O persistente sentimento de desconfiança e raiva da polícia devido às interacções violentas com cidadãos de origens minoritárias, incluindo o ataque ao Sr. Luhaka, explodiu novamente à vista do público no Verão passado, após o tiroteio do Sr.
Relatos iniciais sobre o tiroteio na mídia francesa, citando o que foram descritos como fontes policiais anônimas, disseram que o adolescente havia colidido com os dois policiais no local. Mas o vídeo de um espectador do tiroteio que se tornou viral nas redes sociais mostrou o contrário: o policial que disparou o tiro não corria nenhum perigo imediato e estava ao lado do carro enquanto ele se afastava.
Nos dias que se seguiram, jovens — alguns com apenas 12 anos de idade — causaram estragos em todo o país, queimando carros, incendiando edifícios, vandalizando esquadras de polícia e saqueando empresas.
Milhares foram presos e condenados em julgamentos precipitados. A Federação Francesa de Seguradoras reivindicado 730 milhões de euros, ou US$ 794 milhões, em danos. Uma preliminar relatório do governo divulgado mais tarde descobriu que grande parte dos saques e da destruição eram oportunistas.

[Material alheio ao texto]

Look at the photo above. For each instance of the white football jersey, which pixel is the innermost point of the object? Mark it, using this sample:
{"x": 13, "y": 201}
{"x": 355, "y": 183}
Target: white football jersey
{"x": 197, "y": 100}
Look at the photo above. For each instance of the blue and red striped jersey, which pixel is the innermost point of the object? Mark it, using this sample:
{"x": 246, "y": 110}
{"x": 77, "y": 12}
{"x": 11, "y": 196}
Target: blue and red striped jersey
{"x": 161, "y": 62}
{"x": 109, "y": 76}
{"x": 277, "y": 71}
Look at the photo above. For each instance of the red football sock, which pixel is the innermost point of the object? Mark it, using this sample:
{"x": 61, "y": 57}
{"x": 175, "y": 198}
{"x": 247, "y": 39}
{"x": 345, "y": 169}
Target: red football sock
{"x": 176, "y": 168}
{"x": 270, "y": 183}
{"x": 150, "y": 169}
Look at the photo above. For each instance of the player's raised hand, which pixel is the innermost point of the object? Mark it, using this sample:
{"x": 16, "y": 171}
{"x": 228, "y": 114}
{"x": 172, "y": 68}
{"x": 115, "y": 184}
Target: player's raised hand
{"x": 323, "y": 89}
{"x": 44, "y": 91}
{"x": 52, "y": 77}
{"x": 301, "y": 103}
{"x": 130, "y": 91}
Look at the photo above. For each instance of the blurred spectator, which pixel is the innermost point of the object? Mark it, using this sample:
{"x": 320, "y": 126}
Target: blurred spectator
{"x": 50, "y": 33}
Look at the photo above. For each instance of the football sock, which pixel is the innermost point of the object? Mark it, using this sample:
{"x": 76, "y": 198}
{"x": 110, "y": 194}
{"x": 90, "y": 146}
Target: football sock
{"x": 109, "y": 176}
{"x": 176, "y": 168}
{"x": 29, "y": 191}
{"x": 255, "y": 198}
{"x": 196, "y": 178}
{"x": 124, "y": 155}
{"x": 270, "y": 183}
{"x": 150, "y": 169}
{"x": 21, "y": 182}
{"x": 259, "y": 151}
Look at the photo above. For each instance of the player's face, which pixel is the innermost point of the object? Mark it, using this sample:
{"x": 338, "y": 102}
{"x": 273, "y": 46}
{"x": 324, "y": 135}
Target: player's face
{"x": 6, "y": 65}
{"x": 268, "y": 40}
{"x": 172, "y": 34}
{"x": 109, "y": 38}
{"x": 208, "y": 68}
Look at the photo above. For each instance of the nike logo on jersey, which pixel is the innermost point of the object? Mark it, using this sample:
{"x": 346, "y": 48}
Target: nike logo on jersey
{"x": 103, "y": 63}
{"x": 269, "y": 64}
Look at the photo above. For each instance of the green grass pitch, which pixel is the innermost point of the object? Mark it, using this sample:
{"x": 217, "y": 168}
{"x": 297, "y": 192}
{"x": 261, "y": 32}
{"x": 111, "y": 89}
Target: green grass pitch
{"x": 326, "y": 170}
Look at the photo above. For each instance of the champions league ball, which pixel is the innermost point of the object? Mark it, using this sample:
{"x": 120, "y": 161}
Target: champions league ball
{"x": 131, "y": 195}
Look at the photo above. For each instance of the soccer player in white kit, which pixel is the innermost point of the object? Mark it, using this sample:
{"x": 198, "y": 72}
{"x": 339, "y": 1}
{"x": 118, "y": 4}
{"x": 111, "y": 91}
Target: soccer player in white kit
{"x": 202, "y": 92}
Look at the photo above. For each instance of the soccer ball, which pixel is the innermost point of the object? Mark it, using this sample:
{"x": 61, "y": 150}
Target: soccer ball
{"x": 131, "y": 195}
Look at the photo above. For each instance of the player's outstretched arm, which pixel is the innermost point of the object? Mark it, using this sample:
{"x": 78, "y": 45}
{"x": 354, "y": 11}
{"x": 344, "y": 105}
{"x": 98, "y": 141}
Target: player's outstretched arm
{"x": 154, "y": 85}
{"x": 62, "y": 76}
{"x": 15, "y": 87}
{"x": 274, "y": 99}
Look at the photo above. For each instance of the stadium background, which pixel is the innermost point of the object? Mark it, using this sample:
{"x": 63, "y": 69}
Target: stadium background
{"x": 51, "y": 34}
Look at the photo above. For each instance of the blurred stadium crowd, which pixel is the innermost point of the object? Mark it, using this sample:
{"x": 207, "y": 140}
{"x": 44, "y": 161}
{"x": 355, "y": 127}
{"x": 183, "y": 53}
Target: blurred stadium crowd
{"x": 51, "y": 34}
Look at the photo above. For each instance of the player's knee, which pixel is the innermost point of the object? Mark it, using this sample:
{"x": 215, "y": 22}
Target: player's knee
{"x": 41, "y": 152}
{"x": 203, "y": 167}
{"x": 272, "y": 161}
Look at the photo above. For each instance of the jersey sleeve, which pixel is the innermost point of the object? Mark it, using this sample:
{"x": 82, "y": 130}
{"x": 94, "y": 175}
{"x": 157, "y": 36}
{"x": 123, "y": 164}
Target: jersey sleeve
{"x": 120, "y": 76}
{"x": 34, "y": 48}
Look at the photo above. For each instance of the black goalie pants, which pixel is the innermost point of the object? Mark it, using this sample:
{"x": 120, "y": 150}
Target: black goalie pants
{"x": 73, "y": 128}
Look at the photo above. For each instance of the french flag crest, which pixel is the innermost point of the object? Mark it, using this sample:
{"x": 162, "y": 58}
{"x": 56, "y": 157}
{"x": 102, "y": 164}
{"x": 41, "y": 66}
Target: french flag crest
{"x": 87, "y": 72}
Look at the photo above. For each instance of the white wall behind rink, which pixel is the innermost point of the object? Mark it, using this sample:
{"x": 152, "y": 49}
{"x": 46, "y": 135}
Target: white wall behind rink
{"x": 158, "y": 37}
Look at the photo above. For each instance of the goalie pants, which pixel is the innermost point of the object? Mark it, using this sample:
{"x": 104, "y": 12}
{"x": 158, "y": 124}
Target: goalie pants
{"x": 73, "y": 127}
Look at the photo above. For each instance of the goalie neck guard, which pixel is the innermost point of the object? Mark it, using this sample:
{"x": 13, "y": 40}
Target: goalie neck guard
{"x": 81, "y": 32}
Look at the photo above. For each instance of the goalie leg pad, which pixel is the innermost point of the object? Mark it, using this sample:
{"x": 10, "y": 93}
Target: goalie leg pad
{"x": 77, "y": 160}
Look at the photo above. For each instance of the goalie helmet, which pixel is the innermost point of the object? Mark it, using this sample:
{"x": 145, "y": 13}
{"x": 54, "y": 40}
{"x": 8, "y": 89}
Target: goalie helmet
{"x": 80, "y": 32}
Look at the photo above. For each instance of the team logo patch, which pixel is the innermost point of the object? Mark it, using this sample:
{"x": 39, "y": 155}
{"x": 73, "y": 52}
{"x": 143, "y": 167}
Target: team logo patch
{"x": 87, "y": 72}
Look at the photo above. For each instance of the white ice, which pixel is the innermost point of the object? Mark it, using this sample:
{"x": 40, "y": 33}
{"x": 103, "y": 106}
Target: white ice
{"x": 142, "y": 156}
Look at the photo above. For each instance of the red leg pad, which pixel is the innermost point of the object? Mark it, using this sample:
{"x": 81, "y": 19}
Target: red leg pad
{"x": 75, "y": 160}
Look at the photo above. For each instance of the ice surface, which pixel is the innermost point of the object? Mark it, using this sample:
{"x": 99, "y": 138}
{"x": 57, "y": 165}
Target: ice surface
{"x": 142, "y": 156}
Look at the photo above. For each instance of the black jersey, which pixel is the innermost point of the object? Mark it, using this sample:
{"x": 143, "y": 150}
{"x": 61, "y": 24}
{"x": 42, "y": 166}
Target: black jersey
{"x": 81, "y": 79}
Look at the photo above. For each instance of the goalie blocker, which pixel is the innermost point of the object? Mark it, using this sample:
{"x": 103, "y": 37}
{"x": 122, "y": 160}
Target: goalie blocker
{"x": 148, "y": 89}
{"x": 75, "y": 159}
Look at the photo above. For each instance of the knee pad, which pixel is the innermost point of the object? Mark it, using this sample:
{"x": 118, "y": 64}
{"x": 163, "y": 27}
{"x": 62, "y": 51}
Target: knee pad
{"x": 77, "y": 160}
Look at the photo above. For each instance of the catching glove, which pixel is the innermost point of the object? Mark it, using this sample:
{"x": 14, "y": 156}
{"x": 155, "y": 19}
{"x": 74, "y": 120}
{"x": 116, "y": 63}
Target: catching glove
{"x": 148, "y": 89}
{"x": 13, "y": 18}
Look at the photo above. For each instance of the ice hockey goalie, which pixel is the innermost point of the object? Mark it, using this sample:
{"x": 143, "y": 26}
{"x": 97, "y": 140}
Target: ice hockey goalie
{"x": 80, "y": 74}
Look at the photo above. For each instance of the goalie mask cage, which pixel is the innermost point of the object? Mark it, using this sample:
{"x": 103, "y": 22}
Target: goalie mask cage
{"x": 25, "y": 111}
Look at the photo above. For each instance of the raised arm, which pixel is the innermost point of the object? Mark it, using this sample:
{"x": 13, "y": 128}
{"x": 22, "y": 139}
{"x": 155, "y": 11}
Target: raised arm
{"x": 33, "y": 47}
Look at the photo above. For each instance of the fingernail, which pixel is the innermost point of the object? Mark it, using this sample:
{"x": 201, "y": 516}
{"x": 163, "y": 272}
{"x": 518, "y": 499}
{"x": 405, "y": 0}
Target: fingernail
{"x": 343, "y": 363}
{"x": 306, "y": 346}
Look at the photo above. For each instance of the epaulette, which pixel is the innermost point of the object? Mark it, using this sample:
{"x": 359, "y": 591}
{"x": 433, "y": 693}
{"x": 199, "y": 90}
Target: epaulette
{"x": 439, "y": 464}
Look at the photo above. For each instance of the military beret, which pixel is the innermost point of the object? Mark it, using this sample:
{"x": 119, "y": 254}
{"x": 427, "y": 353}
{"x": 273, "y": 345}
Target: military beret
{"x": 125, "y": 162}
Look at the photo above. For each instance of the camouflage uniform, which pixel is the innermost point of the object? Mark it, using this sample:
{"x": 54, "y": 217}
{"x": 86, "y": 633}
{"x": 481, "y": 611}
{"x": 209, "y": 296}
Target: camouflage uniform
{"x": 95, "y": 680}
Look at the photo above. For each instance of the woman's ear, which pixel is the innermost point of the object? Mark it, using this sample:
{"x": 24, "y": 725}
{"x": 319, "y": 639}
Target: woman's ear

Em resposta ao tiroteio, foram lançadas duas campanhas de arrecadação de fundos online – uma para a mãe do adolescente, que o criou sozinha, e outra para a esposa do policial acusado de homicídio voluntário.
Os dois constituíram um barômetro não oficial do sentimento no país. A campanha para a mãe de Merzouk arrecadou 490 mil euros, mais de US$ 500 mil, mas menos de um terço dos 1,6 milhão de euros arrecadados para a esposa do policial.